Goldenrod. . . Yes.  The fender rollers I have owned were specifically made for Whizzer fenders.


----------



## biker (Sep 30, 2021)

Here's one online.


----------



## 49autocycledeluxe (Sep 30, 2021)

is that listing over? "bicycle fender roller" gets zero results in ebay search


----------



## biker (Sep 30, 2021)

49autocycledeluxe said:


> is that listing over? "bicycle fender roller" gets zero results in ebay search



Looks like it sold already. Price seems ok. If you click on SOLD it pops up there. Here are some pics of it from the listing. Looks sturdy enough. What do you guys think? Someone had one on eBay last year I think for $800 wowsa. It sat for a long long time. I wonder why the tinker didn't list his on here, I would have bought it? I bought this one.


----------



## the tinker (Sep 30, 2021)

Been reading these comments on fender roller prices. I was in a local bike shop one day and I noticed the owner had the same fender roller as mine [ like the one pictured above.]  He had it chained and locked to a workbench in the back of his shop. I thought that was strange. Why keep it chained up in your own place?  I told him I had one just like it, and asked him why , in his own shop, would he keep it chained to a metal workbench? His answer was," They're expensive and hard to come by." Then, with a smile on his face , he told me the story of how he got it. [  I have to preface this story by saying I've know this fellow for a long time. Went to high school with him in the 60's. ]  When another local bicycle shop's owner died, he went over to see his wife. She was selling everything. The shop had been in business for many years and the owner had very little in savings and the wife was facing hard times. This was the type of bicycle shop everyone that's on the CABE would love to get in. . . . old. Lots of stuff from the 50's and 60's, forgotten about, tucked away here and there. After listening to her tale of woe, he told her he'd buy some stuff from her. He bragged to me about how he got the fender roller, the same one pictured above. . . for $5.00. She didn't have a clue what it was. He cleaned her out of NOS parts too. He saw the expression on my face when he said he only paid her five bucks.  He explained that she should have done some research before selling her late husbands stuff.   Maybe. . .. .


----------



## AndyA (Sep 30, 2021)

Freqman1 said:


> I normally just use my hands to bend them back to shape. V/r Shawn


----------



## 49autocycledeluxe (Sep 30, 2021)

biker said:


> Looks like it sold already. Price seems ok. If you click on SOLD it pops up there. Here are some pics of it from the listing. Looks sturdy enough. What do you guys think? Someone had one on eBay last year I think for $800 wowsa. It sat for a long long time. I wonder why the tinker didn't list his on here, I would have bought it? I bought this one.
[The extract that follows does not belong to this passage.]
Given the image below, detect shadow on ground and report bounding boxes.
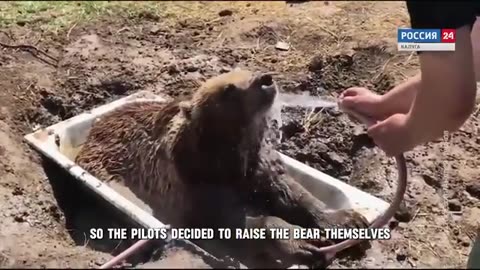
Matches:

wonder what the wheels cost? I could make the rest for free. looks homemade to me.


----------



## biker (Sep 30, 2021)

Looks similar to others I have seen online. I like the idea of the wheel with tire instead of the lever arm to rotate the roller. Does it look like the outside profile of the big roller should be more rounded to match the fender you are rolling as the photo with the gentleman looks like the fender is kinda flattened out and maybe thats why people are saying they have to bend the fenders together afterward?


----------



## WES PINCHOT (Sep 30, 2021)

THAT LOOKS LIKE AL BLUM!
HE MENTORED THE FENDER DOCTOR!


----------



## Goldenrod (Sep 30, 2021)

the tinker said:


> Goldenrod. . . Yes.  The fender rollers I have owned were specifically made for Whizzer fenders.



THANKS.


----------



## biker (Oct 1, 2021)

Roller at MLC too bad.


----------



## Freqman1 (Oct 4, 2021)

biker said:


> Roller at MLC too bad.
> 
> View attachment 1488007



You should have been there it went fast along with the rest of that stuff.


----------